In parallel, DCG, as mentioned, also owns Grayscale which operates with two crypto Trusts – one in bitcoin and the other in Ethereum – something very close to an ETF: bank customers who do not want to directly own cryptocurrencies can purchase shares of these products and therefore have indirect exposure to bitcoin and Ethereum. The problem is that the shares of these two Trusts are now worth around 45% less than the amount of their assets, a sign that the market must have understood how things are in those parts.
Therefore, if DCG does not find the money for Genesis Trading, the latter could collapse. To avoid the crash, DCG could have Grayscale sell part of the 10 billion dollars of bitcoin and 3 billion of Ethereum, i.e. the assets of its two Trusts, which however would put the latter in a rather shocking situation towards its customers. Moral: let’s prepare ourselves for another undesirable but possible debacle which, if it were to occur, would create quite a few problems for various other entities linked at least at an operational level to the companies of the DCG group.
As I write it is not at all clear what will really happen. The obvious hope is that DCG will find a way to keep his castle from collapsing. But there are many tweets in the adverse direction and they don’t leave you very calm, let’s say. And all this does and will further decrease the value of bitcoin and its sisters. It could be an epochal splash.
So why should I be optimistic?
On Monday, in a beautiful room of the Chamber of Deputies, I took part in the conference promoted by the Cryptovalues association on the topic: “What rules and conditions for the development of crypto-activities in Italy?”, in the presence of a good part of the representatives of the Italian sector, of personalities from the Bank of Italy, Consob, OAM and top managers of important banks. Among the interesting things that emerged, I highlight three: the need for transparency and regulation, the hope that the industry will soon find reasons to use cryptocurrencies that go beyond the speculative models underlying the collapses of 2022 and the conviction of some of those present on the fact that banking entities will be the ones to “save” cryptocurrencies, or to give them a new impetus, the reason being that no one knows how to do the job of validation and risk calculation better than banks.

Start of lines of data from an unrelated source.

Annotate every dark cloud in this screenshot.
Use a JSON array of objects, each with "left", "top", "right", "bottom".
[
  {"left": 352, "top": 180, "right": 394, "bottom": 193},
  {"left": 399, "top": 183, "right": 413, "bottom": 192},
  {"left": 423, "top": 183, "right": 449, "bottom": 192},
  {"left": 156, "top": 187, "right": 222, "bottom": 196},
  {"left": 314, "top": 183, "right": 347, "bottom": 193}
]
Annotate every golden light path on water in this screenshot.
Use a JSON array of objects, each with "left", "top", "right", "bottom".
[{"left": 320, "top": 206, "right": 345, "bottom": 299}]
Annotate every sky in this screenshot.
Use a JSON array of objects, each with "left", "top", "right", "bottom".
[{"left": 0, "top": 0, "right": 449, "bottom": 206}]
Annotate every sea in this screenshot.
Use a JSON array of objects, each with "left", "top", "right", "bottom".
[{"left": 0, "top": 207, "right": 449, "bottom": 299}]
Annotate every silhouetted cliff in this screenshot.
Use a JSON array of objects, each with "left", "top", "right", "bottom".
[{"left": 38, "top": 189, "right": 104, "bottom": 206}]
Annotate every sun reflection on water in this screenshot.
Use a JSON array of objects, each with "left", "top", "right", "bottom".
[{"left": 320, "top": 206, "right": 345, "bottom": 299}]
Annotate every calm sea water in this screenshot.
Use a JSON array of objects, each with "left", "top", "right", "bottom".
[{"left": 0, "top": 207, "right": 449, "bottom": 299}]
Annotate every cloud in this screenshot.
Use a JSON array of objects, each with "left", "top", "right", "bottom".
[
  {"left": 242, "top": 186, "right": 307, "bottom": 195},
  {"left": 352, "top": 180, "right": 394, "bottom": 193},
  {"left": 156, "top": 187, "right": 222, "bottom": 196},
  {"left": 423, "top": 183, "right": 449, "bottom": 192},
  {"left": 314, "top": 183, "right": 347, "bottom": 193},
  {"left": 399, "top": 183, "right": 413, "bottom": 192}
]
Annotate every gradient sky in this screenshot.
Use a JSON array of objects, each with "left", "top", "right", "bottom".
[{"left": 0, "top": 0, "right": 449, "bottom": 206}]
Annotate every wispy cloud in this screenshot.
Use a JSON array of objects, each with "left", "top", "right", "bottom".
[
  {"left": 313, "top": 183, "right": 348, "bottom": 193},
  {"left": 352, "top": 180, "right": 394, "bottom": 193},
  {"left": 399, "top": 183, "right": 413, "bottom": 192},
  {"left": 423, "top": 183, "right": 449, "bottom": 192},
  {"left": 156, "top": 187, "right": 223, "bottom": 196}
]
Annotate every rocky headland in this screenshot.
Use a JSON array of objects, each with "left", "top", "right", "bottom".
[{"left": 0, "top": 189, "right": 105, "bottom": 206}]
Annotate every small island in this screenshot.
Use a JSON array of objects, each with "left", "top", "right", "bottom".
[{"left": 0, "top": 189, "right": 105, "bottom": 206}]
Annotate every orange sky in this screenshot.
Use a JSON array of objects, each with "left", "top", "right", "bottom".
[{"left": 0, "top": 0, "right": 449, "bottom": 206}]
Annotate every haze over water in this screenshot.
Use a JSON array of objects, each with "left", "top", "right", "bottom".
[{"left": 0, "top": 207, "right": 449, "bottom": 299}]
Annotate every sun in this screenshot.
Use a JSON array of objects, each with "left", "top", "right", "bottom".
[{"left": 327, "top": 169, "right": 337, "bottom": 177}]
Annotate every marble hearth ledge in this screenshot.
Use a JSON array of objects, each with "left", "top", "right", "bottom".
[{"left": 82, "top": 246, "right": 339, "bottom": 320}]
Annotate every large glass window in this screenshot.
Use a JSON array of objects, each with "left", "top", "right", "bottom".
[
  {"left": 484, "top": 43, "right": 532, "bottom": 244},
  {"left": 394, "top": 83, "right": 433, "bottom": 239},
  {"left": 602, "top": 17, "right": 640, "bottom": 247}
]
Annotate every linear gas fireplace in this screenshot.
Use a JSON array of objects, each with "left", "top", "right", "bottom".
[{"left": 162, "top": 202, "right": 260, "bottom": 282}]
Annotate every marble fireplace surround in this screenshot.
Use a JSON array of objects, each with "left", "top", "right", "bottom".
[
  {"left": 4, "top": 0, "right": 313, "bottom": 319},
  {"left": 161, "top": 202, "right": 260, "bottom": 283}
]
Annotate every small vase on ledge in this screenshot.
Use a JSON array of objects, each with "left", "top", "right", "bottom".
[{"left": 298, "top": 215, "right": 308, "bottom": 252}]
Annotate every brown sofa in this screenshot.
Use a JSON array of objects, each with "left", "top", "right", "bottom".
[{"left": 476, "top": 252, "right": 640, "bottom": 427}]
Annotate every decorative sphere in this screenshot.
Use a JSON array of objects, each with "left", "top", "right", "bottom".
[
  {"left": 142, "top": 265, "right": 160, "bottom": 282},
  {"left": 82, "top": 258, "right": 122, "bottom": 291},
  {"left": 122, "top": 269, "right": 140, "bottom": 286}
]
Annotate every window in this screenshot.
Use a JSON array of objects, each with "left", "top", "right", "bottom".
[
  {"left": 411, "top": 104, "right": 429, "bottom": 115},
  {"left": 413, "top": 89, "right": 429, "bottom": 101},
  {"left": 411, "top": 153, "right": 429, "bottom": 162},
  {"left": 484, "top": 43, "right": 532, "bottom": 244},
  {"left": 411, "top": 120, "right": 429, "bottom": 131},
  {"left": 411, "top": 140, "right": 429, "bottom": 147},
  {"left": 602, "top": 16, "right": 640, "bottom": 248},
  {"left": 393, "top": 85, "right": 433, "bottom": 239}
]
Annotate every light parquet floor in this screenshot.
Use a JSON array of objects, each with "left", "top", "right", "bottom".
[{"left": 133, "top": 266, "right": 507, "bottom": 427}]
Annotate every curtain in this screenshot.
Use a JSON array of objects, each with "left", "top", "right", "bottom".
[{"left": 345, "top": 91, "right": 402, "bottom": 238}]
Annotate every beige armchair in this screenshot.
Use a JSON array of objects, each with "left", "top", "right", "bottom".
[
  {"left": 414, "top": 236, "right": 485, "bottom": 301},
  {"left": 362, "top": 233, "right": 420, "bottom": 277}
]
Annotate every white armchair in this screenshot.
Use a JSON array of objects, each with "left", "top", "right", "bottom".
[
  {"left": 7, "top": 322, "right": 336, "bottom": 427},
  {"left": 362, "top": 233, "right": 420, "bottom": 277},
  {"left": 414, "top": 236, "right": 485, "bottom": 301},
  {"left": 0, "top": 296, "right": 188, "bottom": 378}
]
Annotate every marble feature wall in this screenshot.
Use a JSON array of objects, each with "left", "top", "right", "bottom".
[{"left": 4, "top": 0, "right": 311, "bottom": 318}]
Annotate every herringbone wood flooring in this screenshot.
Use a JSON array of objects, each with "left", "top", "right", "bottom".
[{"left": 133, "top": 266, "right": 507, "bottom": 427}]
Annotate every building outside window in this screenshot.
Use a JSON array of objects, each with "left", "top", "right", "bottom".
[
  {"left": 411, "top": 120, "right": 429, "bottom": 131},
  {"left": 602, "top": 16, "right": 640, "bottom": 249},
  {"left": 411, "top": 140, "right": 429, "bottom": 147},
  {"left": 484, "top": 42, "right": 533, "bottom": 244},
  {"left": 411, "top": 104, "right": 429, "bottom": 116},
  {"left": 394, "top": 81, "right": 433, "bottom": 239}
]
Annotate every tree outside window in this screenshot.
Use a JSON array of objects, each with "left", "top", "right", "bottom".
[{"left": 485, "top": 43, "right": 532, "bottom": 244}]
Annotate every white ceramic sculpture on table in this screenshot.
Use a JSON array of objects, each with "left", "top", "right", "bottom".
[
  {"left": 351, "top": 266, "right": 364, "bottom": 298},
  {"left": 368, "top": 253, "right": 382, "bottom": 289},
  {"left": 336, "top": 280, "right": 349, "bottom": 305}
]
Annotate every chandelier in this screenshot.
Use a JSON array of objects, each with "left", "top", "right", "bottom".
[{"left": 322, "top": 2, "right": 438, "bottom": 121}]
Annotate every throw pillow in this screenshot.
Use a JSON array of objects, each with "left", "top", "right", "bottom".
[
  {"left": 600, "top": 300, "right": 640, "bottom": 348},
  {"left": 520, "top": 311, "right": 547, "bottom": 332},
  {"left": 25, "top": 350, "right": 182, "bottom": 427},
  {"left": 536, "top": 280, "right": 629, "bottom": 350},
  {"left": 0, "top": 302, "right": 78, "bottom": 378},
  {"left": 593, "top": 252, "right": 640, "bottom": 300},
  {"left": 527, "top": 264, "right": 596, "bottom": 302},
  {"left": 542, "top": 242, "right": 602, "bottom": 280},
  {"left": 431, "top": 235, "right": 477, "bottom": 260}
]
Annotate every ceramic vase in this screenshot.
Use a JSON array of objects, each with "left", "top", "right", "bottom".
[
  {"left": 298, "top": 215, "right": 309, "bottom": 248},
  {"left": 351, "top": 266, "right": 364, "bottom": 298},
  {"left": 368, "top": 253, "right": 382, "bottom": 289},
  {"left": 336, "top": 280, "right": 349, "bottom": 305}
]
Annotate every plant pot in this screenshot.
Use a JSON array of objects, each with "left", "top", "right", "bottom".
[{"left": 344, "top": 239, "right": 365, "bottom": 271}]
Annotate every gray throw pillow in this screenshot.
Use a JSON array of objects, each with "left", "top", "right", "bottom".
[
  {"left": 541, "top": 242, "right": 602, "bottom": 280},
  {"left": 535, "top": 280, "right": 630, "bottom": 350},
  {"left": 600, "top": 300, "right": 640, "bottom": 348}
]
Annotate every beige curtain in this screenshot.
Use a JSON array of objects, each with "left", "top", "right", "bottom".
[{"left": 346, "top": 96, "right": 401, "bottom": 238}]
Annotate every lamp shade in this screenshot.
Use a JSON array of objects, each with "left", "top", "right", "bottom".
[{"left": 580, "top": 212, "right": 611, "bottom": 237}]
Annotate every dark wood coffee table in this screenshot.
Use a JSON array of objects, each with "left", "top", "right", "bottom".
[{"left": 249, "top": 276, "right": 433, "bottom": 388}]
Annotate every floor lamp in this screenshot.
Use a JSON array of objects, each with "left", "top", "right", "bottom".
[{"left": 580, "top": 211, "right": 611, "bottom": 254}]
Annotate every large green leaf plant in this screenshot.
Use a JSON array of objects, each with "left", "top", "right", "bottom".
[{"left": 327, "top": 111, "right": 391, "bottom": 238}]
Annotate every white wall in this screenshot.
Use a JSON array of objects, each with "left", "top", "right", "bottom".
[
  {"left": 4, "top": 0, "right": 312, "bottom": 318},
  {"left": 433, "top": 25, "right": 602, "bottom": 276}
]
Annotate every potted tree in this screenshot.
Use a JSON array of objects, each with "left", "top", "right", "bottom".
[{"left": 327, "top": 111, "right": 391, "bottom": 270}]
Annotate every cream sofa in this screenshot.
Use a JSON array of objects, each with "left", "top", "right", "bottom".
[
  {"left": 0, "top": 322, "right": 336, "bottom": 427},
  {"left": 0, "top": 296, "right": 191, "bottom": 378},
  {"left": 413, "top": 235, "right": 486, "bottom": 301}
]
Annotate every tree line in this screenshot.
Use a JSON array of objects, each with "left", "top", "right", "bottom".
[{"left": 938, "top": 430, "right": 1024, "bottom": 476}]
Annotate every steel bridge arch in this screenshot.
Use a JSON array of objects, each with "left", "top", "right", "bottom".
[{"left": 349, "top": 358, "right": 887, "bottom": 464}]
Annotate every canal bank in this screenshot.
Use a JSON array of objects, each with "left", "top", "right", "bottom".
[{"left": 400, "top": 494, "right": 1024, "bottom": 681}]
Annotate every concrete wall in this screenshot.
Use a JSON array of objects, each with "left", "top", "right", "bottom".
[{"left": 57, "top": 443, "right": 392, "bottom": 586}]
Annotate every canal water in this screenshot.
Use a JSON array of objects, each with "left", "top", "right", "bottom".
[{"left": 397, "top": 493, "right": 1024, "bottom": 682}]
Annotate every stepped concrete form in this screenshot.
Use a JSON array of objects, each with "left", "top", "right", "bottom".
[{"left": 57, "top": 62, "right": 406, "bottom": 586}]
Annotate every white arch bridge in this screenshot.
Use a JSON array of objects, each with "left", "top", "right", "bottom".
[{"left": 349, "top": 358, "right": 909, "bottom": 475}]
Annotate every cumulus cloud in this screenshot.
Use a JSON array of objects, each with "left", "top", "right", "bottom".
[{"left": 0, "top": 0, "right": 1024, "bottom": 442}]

Therefore, if we add these three elements and press the FF (fast forward) button, we could actually find ourselves within a few years in a regulated situation in which investors are more protected than today on the risks related to their adoption of digital assets and where the The main crypto players will be the banks, which will move from the phase in which they avoided or fought digital assets to the one in which they will be able to offer them to their customers together with a series of related services, primarily custody ones.
It could very well be. On the opposite side of this vision, opposite but not antithetical, there will be a significant strengthening of transparent, therefore decentralized, therefore on-chain activities: even if from the outside it may seem the opposite, crypto and DeFi are stronger than ever in their essence of independent and censorship-resistant entities.
It is therefore a good thing that opaque, superficial and greedy subjects are swept away: they reap what they have sown. Sorry for anyone who got caught up in it but, as always in these cases, better late than never.